Let me start off by saying thanks and I’ll end with the same……(those who’s tendency to skip to the end can now go to the next comment [;^)] ….found guilty, he raises his hand)
You have done an excellent job of laying out the issues. Having read/perused all of the comments (save one lost child), the common thread in what some have objected to as I see it, where some are/have been taking you to task, is primarily verbiage and translations of what was once considered logic/common sense in our western terms and understanding. My impression is that IF those who take exception the fine particulates in the gravel bar might also wish to take care and not get it stuck in their jock strap, they would tend to be less annoyed at your words, for this is a long hump.

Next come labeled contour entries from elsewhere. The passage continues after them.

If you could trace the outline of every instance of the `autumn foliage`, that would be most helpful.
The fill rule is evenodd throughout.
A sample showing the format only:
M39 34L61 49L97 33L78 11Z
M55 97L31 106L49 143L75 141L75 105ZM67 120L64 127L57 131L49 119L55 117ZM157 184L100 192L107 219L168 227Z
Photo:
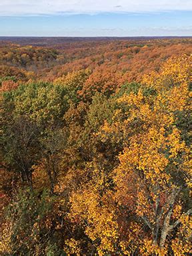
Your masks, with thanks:
M1 45L3 255L191 253L190 43Z

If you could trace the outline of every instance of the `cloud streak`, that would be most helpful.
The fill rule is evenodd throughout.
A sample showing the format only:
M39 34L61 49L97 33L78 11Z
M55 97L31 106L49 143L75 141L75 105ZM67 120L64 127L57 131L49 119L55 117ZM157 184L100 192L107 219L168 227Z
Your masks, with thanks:
M0 16L192 11L191 0L1 0Z

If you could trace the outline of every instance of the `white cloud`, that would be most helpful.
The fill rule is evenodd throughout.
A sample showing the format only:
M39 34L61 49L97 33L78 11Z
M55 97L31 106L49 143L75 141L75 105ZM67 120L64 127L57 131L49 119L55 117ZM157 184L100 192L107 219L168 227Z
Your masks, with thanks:
M192 0L0 0L0 16L192 11Z

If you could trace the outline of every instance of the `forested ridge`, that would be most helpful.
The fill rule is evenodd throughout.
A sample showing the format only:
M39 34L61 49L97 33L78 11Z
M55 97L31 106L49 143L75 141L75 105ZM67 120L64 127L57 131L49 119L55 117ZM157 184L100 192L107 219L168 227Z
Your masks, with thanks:
M0 41L3 255L192 253L191 42Z

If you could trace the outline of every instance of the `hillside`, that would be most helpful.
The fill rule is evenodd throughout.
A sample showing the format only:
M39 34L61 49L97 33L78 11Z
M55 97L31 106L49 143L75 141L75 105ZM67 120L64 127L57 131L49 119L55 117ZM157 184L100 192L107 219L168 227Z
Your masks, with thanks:
M190 255L191 43L1 38L2 255Z

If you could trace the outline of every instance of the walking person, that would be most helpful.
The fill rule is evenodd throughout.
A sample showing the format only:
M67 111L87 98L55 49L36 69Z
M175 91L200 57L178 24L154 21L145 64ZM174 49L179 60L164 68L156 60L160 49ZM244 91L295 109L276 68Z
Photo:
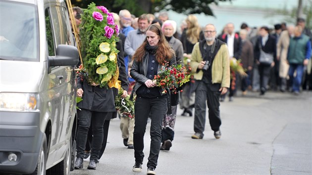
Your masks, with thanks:
M269 34L267 27L261 27L260 33L260 37L255 47L255 59L260 75L260 95L263 95L266 91L270 71L276 57L276 41L274 36Z
M109 112L116 110L113 91L111 88L100 88L95 83L90 85L87 80L82 81L80 77L77 79L77 96L82 97L83 100L77 104L81 110L78 110L79 122L75 169L83 168L88 132L92 125L93 139L88 169L95 170L103 141L103 125L105 118Z
M188 15L185 21L187 27L182 32L181 41L183 44L183 57L190 59L194 45L200 40L204 40L205 37L195 15ZM192 77L191 79L192 79ZM184 109L182 116L186 116L186 114L188 114L190 116L193 116L192 110L195 103L195 93L194 84L192 82L194 81L191 80L186 83L183 90L181 93L180 105L180 108Z
M229 59L232 58L239 59L242 52L242 40L238 34L235 33L234 24L227 23L225 27L225 33L219 37L218 39L226 43L229 49ZM233 77L236 77L235 74L234 74ZM232 83L230 85L229 94L229 100L230 101L233 101L233 96L236 91L235 79L236 77L233 77L233 79L231 79L231 82L233 81L234 85L232 85ZM226 94L221 95L220 100L224 101L226 95Z
M242 52L239 58L243 68L246 70L247 76L242 78L241 88L243 95L247 94L248 86L251 85L250 76L251 75L254 66L254 47L251 42L247 39L248 32L246 29L242 29L239 32L239 36L242 39Z
M279 76L281 79L279 88L284 92L287 88L286 78L288 76L289 64L287 62L287 53L289 46L289 40L294 35L294 26L288 26L287 30L282 32L276 45L276 59L279 61Z
M192 138L202 139L206 123L206 105L211 130L216 138L221 137L220 95L230 87L230 60L227 46L216 39L216 30L207 24L204 30L205 40L197 43L192 52L191 66L196 80L195 115Z
M176 63L174 51L166 41L160 27L152 24L147 29L146 38L133 55L130 75L136 81L133 90L137 97L133 143L135 164L132 171L142 171L144 154L144 134L147 119L151 117L151 148L147 163L148 175L156 175L155 168L161 142L161 124L167 111L167 95L153 82L161 65Z
M183 59L183 46L180 40L174 38L173 34L177 29L177 23L174 21L166 20L162 26L162 32L166 40L172 47L175 53L177 64L181 64ZM177 106L179 103L179 93L170 94L171 111L171 114L166 114L162 122L161 131L161 146L160 150L169 151L172 146L172 142L174 136L174 125L177 115Z
M300 91L304 66L307 66L311 57L311 41L303 34L303 29L297 26L294 30L294 38L290 39L287 60L289 63L289 81L292 86L292 91L298 95ZM295 71L297 72L294 76Z

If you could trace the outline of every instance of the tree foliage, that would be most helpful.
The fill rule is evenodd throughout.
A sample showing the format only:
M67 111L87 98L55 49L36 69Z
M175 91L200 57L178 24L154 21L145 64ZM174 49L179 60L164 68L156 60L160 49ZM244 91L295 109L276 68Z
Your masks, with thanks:
M213 16L213 12L209 6L211 3L217 5L219 1L231 1L231 0L162 0L160 5L156 7L160 10L172 10L177 13L186 15L194 13L202 13Z
M163 10L172 10L186 15L204 13L213 15L209 5L218 4L220 1L232 0L73 0L73 6L86 8L94 2L97 5L103 5L110 11L118 13L120 10L126 9L138 16L143 13L154 13Z
M312 29L312 0L306 1L305 5L303 6L302 12L306 19L306 26L309 29ZM285 21L287 23L296 24L297 18L297 11L298 9L297 7L291 9L287 9L285 7L282 9L277 10L271 15L278 14L285 16Z

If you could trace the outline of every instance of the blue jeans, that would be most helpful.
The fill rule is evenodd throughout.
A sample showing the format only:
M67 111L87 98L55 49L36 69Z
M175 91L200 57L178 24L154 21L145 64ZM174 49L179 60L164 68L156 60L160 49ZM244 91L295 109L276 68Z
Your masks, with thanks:
M297 73L296 77L294 77L295 71L296 71ZM292 85L293 91L294 92L299 92L300 90L302 76L303 75L303 65L291 64L289 65L288 75L289 76L290 85Z

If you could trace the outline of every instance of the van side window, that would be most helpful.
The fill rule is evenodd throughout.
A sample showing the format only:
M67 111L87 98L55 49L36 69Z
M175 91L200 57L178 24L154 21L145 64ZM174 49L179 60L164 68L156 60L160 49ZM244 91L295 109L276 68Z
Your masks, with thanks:
M70 26L64 19L68 19L66 9L60 6L50 6L50 12L53 20L53 31L56 46L58 44L70 44L72 37Z
M46 35L47 35L47 42L48 45L48 50L49 56L55 56L55 45L53 40L52 34L52 24L51 19L49 12L49 9L46 9Z
M58 44L71 44L73 39L66 9L60 6L50 6L46 10L47 40L49 56L55 56Z

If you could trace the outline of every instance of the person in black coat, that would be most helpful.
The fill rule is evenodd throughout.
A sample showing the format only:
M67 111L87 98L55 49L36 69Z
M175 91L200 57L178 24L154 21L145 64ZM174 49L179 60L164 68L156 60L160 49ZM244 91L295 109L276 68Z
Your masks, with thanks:
M147 174L155 175L161 143L161 124L167 112L167 95L153 81L162 64L176 64L174 51L166 41L160 27L152 24L146 31L146 39L132 57L130 75L136 81L133 91L137 94L133 144L135 164L132 171L142 171L144 154L144 134L149 116L151 116L151 149Z
M260 28L260 37L255 46L255 59L260 75L260 95L264 95L270 78L270 71L276 59L276 38L269 34L266 26Z
M128 84L123 59L122 43L119 40L117 44L117 48L120 51L117 56L117 64L119 69L118 79L121 80L123 88L127 89ZM100 159L104 152L103 150L100 154L103 142L104 142L104 146L105 146L107 141L109 122L107 121L105 122L108 125L104 128L105 131L104 133L103 126L105 118L107 117L107 119L110 120L112 116L115 116L115 114L112 113L116 112L114 96L118 89L100 88L95 84L90 85L87 80L82 80L80 77L78 77L77 79L77 96L82 97L83 100L77 104L81 110L77 111L79 119L76 136L77 158L75 163L75 168L81 169L83 167L87 135L92 125L93 138L92 141L89 141L91 143L91 151L88 169L95 170L98 162L98 159ZM125 97L127 95L127 91L124 90L122 96ZM90 134L89 139L91 140Z

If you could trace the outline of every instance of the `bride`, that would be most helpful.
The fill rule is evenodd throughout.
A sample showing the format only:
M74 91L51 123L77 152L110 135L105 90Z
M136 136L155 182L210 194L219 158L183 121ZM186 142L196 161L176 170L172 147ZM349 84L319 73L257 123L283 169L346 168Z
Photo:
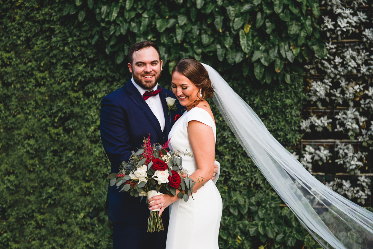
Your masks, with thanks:
M169 148L192 152L192 157L183 157L182 165L195 181L193 190L198 192L186 202L177 195L154 196L149 199L156 201L150 208L161 208L160 214L170 206L166 248L217 249L222 203L215 184L207 180L213 176L216 130L205 99L212 97L213 90L206 69L194 60L181 60L172 76L172 91L186 111L170 132Z
M193 172L191 177L197 183L195 190L198 191L190 203L167 195L149 199L156 200L150 204L152 209L172 204L166 248L188 248L197 245L218 248L222 201L214 185L204 180L212 176L216 138L213 116L204 100L212 95L210 85L214 103L241 145L319 243L326 249L373 248L373 213L314 178L272 136L217 72L190 59L181 60L172 71L173 91L187 111L174 125L169 137L172 136L171 149L190 148L192 151L194 157L183 158L183 166L185 161L185 167ZM202 188L201 179L204 180ZM199 246L201 244L203 247Z

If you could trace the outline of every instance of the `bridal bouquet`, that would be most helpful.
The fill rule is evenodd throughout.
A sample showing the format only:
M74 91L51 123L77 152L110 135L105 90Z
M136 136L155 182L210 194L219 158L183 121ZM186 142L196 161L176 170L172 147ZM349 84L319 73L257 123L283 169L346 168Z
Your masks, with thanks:
M109 176L110 185L116 185L119 192L127 191L132 196L144 196L148 199L156 195L168 194L176 195L176 190L180 192L178 196L187 201L193 192L195 182L189 178L181 177L179 173L186 174L187 171L181 166L182 159L179 154L191 157L185 152L167 152L169 140L163 146L150 143L150 136L144 139L142 148L137 152L132 151L128 162L123 162L119 172ZM151 210L148 220L148 231L163 230L162 215L158 215L160 209Z

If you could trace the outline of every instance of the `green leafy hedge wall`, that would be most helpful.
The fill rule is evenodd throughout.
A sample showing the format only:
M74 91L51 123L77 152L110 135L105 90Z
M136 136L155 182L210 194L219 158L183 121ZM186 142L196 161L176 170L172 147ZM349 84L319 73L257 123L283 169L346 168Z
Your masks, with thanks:
M161 48L166 87L183 57L211 65L289 149L301 136L303 65L326 53L313 0L0 3L1 248L111 247L100 103L130 78L125 55L133 43ZM319 247L211 104L220 248Z

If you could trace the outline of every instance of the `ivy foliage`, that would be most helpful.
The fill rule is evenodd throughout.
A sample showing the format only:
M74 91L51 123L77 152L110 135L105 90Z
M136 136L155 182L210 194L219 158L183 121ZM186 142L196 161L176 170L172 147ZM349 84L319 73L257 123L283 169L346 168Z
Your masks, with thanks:
M1 248L111 248L100 103L130 78L124 58L137 41L161 48L168 64L162 85L169 85L167 66L200 59L220 71L281 143L290 149L300 138L302 64L317 40L317 8L306 9L316 3L0 2ZM295 45L303 29L311 33ZM220 247L317 248L211 104L222 166Z
M222 70L241 63L244 76L290 83L293 70L284 64L299 69L297 62L327 54L317 23L318 0L76 0L64 12L75 13L81 22L95 16L91 42L103 37L101 49L117 64L130 44L151 40L170 72L189 57Z

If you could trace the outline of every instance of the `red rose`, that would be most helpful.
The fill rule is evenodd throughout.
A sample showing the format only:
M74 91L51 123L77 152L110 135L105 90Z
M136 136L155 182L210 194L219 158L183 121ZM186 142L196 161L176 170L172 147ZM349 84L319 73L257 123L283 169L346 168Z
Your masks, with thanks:
M175 170L171 170L172 173L172 176L170 175L168 177L168 181L170 183L170 186L173 187L175 188L178 188L179 186L180 186L181 183L181 179L180 179L180 176L179 175L178 172Z
M151 168L154 170L166 170L168 169L167 164L159 158L156 158L153 161Z

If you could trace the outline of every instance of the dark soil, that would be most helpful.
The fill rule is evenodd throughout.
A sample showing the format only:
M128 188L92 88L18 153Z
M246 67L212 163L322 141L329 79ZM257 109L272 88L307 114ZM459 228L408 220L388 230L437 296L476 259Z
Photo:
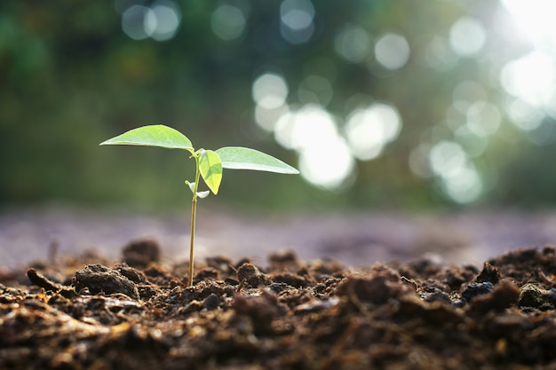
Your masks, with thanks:
M0 275L3 369L556 369L556 249L360 269L293 252L58 257Z

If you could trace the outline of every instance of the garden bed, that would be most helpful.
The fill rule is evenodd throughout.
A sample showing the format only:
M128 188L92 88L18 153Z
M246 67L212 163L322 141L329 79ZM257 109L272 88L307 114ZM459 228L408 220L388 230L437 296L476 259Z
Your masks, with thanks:
M0 368L556 368L556 250L353 269L274 253L59 256L0 276Z

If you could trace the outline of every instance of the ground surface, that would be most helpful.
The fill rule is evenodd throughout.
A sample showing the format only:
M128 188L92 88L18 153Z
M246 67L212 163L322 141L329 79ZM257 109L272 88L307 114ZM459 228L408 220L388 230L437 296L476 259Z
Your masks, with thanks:
M190 287L156 243L120 252L5 270L0 368L556 369L553 247L479 268L216 256Z
M0 268L46 258L52 249L78 254L94 249L117 260L130 240L150 236L162 257L188 258L189 215L91 210L61 207L0 211ZM239 213L198 209L195 256L245 256L266 263L281 248L304 260L332 257L348 265L408 261L432 253L448 262L481 265L521 247L556 242L556 213L465 210L434 214L401 212ZM55 248L53 248L55 247Z

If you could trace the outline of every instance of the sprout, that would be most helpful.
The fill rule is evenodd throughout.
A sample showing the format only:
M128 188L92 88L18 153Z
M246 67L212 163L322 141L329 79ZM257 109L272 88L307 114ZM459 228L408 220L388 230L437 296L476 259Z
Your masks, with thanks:
M210 192L218 193L224 169L252 169L282 174L298 174L299 171L289 164L255 149L241 146L226 146L216 151L195 150L191 141L181 132L171 127L159 125L143 126L131 130L122 135L100 143L101 146L158 146L168 149L184 149L195 160L195 178L194 182L186 180L191 190L191 242L189 248L189 279L188 286L193 285L194 247L195 235L195 218L197 199L206 198ZM199 180L209 187L207 191L199 191Z

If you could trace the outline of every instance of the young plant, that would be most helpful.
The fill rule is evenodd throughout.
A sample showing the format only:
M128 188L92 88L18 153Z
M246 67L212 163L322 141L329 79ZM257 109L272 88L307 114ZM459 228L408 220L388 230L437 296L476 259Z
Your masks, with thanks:
M100 143L101 146L143 146L168 149L184 149L195 161L195 177L193 182L186 180L191 190L191 240L189 246L189 279L193 285L194 248L197 199L205 198L210 192L218 193L223 169L253 169L282 174L298 174L299 171L283 161L258 152L241 146L226 146L216 151L195 150L191 141L181 132L162 124L143 126ZM210 190L199 191L199 180L203 177Z

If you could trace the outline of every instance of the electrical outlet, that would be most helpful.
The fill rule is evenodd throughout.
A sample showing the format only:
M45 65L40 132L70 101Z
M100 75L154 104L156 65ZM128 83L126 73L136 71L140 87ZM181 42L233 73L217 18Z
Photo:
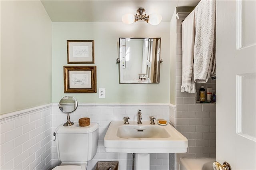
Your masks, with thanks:
M105 90L104 88L99 89L99 98L105 98Z

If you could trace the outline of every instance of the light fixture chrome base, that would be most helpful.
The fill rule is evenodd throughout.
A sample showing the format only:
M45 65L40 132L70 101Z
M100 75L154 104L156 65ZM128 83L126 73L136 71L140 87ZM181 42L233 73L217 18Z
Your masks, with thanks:
M69 116L69 113L68 113L68 116L67 117L67 119L68 119L68 121L67 121L67 122L63 124L63 126L68 127L74 125L74 123L70 122L70 117Z

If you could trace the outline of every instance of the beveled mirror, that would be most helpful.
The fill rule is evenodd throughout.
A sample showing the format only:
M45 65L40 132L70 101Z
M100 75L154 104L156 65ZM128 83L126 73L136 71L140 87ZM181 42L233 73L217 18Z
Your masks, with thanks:
M74 123L70 121L69 114L76 109L78 104L76 99L73 96L67 96L63 97L59 102L59 108L62 112L67 113L67 122L63 124L64 127L71 126Z
M159 83L161 38L119 38L119 82Z

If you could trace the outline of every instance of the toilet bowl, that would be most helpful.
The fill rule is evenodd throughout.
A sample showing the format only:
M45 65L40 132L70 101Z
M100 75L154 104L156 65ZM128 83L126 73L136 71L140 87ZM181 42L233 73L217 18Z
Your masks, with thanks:
M60 165L53 170L82 170L87 168L87 161L96 154L99 124L91 123L81 127L78 123L56 129L56 141Z

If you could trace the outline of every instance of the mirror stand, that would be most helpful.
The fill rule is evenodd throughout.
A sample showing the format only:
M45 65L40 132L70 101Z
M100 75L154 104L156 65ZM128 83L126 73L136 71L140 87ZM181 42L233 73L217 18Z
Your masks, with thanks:
M63 126L64 127L68 127L69 126L71 126L74 125L74 123L72 122L70 122L70 117L69 116L69 113L68 113L68 116L67 117L67 119L68 119L68 121L67 122L64 123L63 124Z

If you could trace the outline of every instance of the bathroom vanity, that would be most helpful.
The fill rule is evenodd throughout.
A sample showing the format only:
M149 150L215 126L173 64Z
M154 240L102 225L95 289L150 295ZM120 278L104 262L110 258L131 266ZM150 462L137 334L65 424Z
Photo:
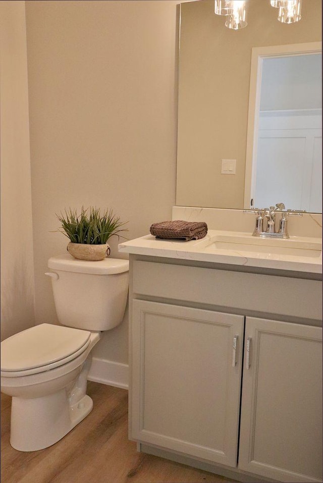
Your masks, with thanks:
M138 450L240 481L321 481L321 241L209 230L119 250Z

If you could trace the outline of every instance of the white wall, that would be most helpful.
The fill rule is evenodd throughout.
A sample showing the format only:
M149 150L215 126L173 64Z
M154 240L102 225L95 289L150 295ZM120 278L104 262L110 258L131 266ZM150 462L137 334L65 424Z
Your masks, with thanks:
M322 55L264 59L260 111L322 107Z
M0 2L1 339L35 324L24 2Z
M38 324L57 323L53 233L71 206L112 207L129 239L171 219L176 165L177 0L27 1ZM118 240L112 239L112 256ZM126 363L127 314L94 356Z

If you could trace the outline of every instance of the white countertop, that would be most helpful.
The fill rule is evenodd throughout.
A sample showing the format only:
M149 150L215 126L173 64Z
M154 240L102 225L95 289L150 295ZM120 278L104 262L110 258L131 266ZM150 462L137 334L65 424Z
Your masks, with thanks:
M232 243L234 241L234 243ZM121 253L233 265L322 273L320 238L260 238L250 233L209 230L201 240L157 239L151 235L120 243Z

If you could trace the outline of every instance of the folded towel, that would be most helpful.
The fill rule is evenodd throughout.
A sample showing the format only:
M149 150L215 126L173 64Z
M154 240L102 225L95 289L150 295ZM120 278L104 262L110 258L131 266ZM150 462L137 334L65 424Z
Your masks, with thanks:
M150 233L157 238L180 240L198 240L207 233L207 225L204 222L185 222L182 220L153 223Z

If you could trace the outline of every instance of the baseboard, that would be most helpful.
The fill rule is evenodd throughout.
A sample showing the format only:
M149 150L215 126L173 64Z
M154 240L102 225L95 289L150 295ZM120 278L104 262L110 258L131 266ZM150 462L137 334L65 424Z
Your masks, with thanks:
M128 389L129 366L98 357L93 357L87 379L95 383Z

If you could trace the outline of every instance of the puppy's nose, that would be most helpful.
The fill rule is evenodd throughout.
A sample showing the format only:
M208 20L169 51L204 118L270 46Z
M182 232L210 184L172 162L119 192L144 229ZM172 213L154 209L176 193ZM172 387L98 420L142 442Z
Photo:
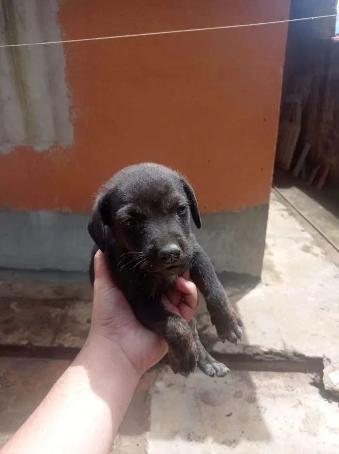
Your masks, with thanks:
M169 244L159 251L159 258L164 264L174 265L180 258L180 248L176 244Z

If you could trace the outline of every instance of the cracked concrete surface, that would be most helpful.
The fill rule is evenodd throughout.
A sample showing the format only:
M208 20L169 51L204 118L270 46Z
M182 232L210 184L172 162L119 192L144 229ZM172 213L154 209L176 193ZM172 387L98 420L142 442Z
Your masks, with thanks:
M0 446L69 363L0 359ZM185 379L158 368L140 380L112 453L335 454L339 407L320 396L312 378L242 371L222 380L201 373Z
M239 354L266 360L273 369L282 360L288 369L303 357L320 358L325 388L338 395L339 383L334 385L331 377L335 382L331 373L339 369L339 271L275 197L262 282L242 284L220 278L242 317L244 338L237 346L220 342L202 303L198 319L209 350L224 360ZM58 298L64 295L60 292L62 279L59 288L53 287L52 299L43 279L44 297L32 298L31 285L31 299L24 297L19 276L12 295L10 281L2 280L0 296L6 297L0 297L0 345L81 347L90 326L91 303L80 284L76 292L83 298ZM0 442L68 364L0 358ZM141 381L114 452L218 454L231 449L270 454L280 449L287 454L334 453L339 444L339 406L322 397L310 384L313 380L307 373L247 370L231 370L223 379L198 372L186 380L160 365Z
M15 278L16 284L18 279ZM339 270L274 195L262 282L241 284L230 282L223 275L220 279L242 318L244 337L236 346L220 341L201 301L199 324L209 350L219 355L240 353L267 360L326 358L329 372L339 369ZM58 299L54 288L52 299L28 300L16 297L15 293L10 297L8 275L2 283L0 296L2 292L7 297L1 301L0 344L30 342L43 346L81 347L90 326L89 301ZM46 290L45 283L45 298ZM86 296L87 291L81 296Z

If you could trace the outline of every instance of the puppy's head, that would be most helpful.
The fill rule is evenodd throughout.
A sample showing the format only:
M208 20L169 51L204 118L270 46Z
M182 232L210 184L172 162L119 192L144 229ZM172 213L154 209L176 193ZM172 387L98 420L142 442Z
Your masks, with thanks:
M104 185L88 230L103 251L110 230L122 251L122 266L175 275L192 258L190 211L200 228L197 200L186 180L164 166L139 164L125 167Z

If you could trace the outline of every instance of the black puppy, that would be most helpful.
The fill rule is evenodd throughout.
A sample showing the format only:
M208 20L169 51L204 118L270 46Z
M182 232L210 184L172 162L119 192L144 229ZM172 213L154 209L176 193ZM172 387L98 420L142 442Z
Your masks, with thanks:
M191 231L189 210L198 227L200 214L193 191L179 174L158 164L125 167L100 190L88 227L112 277L137 318L163 337L172 369L187 376L197 365L210 376L229 369L217 362L199 339L195 319L187 323L169 312L161 295L190 270L223 341L241 339L241 322L231 307L207 255Z

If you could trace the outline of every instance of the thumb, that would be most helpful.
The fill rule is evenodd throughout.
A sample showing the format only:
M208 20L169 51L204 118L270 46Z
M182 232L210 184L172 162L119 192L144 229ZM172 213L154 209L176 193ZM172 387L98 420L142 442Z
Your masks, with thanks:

The candling of light you provide exposes much what IS and allows the reader to determine what is *there*. (No reference to a former CIC) History, imagination, reality and what’s been *Hammer and Tonged* into the DNA over centuries, no matter how obscured the clarity appears, is as far as this formerly uniformed jarhead, becomes as clear as the thin shelled egg and whether a rooster was involved , surrogate or otherwise.
Carry on and keep up the good work, sir!